If there is a failure in the active cluster, the passive cluster can be activated to take over processing of data. To implement an Active-Passive topology, MirrorMaker 2.0 must be configured on the Red Hat OpenShift Container Platform cluster hosting the passive cluster that will allow the data from the primary active cluster to be copied across to the secondary cluster.

In an Active-Passive topology, the primary Event Streams cluster, Cluster-1, is hosting Topic-A so all producer and consumer applications for Topic-A are connected to Cluster-1.

Cluster-2 maintains a backup of the data from Cluster-1. This backup is ready so that if there is an outage of the active cluster the system can be restarted with little data loss. The backup cluster is not accessed directly by any of the producer or consumer applications.

Active passive with application.

If there is business need to always have access to the data, some applications can be connected to the secondary cluster during an outage to access the backed-up data while the primary cluster might be inaccessible.

The number of Event Streams MirrorMaker 2.0 instances that are needed depends mainly on the requirements of your DR solution. For example:

  • How much data are you putting through your primary cluster?
  • How critical is the access to each topic?
  • How much tolerance is there for the replication lag across your system?

For more information about how to set up MirrorMaker 2.0 on your cluster, see the article Demystifying Kafka MirrorMaker 2: Use cases and architecture.

Active-Active topology

In the Active-Active topology, there are two Event Streams clusters that are both active, and applications produce and consume from both the active clusters. The Active-Active topology can be useful for scenarios where high availability across different geographical regions and having a cluster always active is critical for business continuity.

MirrorMaker 2.0 is configured in both directions between the two active clusters. Each cluster process data independently for the applications that are directly linked to it, while also serving as a backup for the other cluster. This helps to ensure that a failure in one of the clusters does not completely stop business processes. Furthermore, historical data from the disrupted cluster can still be used by applications that are connected to the remaining active cluster.

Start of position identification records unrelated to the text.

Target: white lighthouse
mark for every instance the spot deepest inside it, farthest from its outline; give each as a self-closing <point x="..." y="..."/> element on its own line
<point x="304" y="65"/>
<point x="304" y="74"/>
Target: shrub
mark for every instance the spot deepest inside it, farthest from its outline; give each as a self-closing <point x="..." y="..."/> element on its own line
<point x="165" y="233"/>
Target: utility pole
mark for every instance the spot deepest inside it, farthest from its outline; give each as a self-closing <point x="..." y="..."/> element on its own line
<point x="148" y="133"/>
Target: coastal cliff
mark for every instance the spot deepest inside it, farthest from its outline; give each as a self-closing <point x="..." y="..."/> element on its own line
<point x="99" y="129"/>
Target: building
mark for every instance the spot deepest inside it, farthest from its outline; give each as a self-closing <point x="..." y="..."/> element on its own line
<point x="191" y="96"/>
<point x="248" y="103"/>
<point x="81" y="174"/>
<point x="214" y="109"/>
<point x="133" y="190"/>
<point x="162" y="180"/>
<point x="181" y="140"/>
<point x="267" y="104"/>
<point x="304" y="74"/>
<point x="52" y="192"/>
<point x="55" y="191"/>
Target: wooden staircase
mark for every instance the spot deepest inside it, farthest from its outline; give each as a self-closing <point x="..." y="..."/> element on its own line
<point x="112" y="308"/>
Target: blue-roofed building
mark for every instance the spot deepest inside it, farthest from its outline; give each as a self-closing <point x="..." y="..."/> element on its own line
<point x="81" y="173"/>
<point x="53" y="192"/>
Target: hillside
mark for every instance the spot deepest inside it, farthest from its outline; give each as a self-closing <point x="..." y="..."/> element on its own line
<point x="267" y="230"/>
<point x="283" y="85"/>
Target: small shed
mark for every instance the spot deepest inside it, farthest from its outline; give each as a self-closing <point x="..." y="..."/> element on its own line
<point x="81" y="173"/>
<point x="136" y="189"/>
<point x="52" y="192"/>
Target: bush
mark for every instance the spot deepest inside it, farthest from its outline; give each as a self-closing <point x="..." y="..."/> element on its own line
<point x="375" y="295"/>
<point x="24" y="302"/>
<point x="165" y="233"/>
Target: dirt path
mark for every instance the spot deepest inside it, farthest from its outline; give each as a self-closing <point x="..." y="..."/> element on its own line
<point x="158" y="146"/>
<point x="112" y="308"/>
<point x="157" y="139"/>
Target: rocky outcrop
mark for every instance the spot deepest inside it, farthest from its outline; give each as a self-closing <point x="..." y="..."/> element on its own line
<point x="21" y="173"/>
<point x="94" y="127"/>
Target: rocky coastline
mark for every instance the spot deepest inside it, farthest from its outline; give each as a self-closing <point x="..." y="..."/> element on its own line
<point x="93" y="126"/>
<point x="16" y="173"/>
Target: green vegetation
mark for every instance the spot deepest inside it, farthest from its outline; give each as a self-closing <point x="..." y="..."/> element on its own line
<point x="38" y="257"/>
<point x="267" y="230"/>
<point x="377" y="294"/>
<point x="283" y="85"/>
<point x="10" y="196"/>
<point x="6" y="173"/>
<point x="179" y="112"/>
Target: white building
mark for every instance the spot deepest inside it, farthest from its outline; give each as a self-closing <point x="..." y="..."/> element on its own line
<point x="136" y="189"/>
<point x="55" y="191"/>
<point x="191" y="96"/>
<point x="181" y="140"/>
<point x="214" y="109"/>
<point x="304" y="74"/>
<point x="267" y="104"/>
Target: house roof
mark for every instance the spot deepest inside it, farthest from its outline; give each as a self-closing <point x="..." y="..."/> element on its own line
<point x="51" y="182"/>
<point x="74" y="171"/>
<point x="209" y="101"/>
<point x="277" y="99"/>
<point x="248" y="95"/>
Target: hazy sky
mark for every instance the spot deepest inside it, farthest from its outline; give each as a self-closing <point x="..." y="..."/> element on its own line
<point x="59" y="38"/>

Active - active topology diagram.

In the previous diagram, there is Topic-A on Cluster-1 and it is being replicated to a copy called Cluster-1.Topic-A on to Cluster-2 and vice versa.

With the Active-Active topology, you can achieve:

  • Availability of data across different geographies
  • Lower latency by connecting clients to a more local Event Streams
  • Disruption isolation by distributing data processing across multiple clusters in different availability zones (for more information, see considerations for multizone deployments).

Further to the DR capabilities offered by the Active-Active topology, a consumer application that is connected to Cluster-1 can be configured to read data that is produced to different clusters as if it were coming from one topic. You can achieve this by setting the topics list to use a name with a wildcard character like *Topic-1. This means that the client reads from both Topic-1 and Cluster-2.Topic-1 and all messages are processed regardless of where they were originally produced.

Single topic across 2 instances diagram.

In the previous diagram, consumers that are connected to Cluster-1 can access the data from Cluster-2 without having to connect directly to Cluster-2.

Active-Active topology can be useful for:

  • Clusters that are in different geographic locations
  • Applications that care about the location where the data comes from
  • Applications that are independent of location and prefer a broader view of the data across different Event Streams clusters.

Single topic across 2 instances diagram.